Dans son livre Hegel et l’Afrique noire, l’économiste et intellectuel Sénégalais Amady Aly Dieng fait le point sur les débats à propos du supposé racisme de Hegel envers les Africains. Comme le rappelle la préface du livre, la question ne fait pas l’unanimité chez les chercheurs. L’auteur entend montrer pourquoi il n’y a chez Hegel ni racisme ni apologie de l’esclavagisme. Mais le hégélianisme n’est-il pas intrinsèquement ethnocentriste, de par la supériorité attribuée à l’Europe dans l’histoire du monde ?
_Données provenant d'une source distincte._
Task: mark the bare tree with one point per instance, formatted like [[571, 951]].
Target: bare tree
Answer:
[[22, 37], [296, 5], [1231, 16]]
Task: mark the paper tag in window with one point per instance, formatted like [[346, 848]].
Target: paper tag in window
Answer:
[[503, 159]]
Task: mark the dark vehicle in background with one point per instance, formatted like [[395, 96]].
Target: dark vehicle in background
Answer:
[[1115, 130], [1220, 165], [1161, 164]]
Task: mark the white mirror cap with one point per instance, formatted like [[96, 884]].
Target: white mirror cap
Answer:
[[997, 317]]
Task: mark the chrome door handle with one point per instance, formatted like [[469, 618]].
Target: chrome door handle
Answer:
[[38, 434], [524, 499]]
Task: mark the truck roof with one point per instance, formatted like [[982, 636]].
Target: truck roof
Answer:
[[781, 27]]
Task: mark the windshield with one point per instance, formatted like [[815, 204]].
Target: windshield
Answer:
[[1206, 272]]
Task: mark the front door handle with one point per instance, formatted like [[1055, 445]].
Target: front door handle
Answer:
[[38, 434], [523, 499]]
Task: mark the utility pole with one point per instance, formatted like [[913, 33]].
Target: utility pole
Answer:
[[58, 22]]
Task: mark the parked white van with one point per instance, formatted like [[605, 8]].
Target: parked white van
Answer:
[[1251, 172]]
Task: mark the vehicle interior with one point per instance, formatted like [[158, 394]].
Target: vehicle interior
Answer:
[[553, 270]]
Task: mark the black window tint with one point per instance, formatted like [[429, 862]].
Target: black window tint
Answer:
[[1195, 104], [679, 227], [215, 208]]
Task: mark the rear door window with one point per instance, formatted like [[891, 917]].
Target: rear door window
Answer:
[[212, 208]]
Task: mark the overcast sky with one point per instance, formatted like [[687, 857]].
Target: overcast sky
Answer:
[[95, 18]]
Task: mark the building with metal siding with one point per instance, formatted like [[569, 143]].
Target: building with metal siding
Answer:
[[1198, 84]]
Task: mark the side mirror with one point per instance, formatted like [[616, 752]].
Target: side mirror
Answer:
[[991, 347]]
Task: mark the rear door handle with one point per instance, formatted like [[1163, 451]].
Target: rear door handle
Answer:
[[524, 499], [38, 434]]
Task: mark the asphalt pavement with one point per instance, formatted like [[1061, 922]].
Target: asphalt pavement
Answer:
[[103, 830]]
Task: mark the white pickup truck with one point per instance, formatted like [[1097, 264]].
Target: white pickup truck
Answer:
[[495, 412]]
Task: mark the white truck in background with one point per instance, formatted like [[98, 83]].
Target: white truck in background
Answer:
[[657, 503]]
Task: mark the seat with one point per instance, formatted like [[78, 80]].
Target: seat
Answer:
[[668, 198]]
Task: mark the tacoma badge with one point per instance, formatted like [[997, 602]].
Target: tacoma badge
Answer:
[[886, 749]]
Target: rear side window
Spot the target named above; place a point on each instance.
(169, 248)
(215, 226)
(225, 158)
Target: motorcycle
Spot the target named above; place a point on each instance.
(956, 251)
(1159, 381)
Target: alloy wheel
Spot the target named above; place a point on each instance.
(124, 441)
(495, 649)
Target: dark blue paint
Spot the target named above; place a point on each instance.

Il est vrai que Hegel a fait de la philosophie l’apanage du monde occidental, et de l’Europe moderne le point d’achèvement de la marche de l’Esprit. Cependant, montre Dieng, sa position est plus nuancée que celle d’un Heidegger, dont la thèse résonne comme dogmatique et scandaleuse pour les Africains :
« La philosophie est grecque dans son être propre ne dit rien d’autre que : l’Occident et l’Europe sont, et eux seuls sont, dans ce qu’a de plus intérieur leur marche historique, originellement philosophiques » 4.

Cette affirmation est reçue par les Africains comme l’expression la plus crue des falsifications imposées par l’Europe coloniale. Ce dogme du monopole occidental de la raison s’appuie, de plus, sur un fantasme de pureté de la culture grecque, considérée indépendamment des influences orientales et égyptiennes qui ont joué leur rôle dans la naissance de la philosophie [Voir cet article sur le site de l’Africamaat, [« Les Grecs ne sont pas les précurseurs de la philosophie ! ». [/efn_note]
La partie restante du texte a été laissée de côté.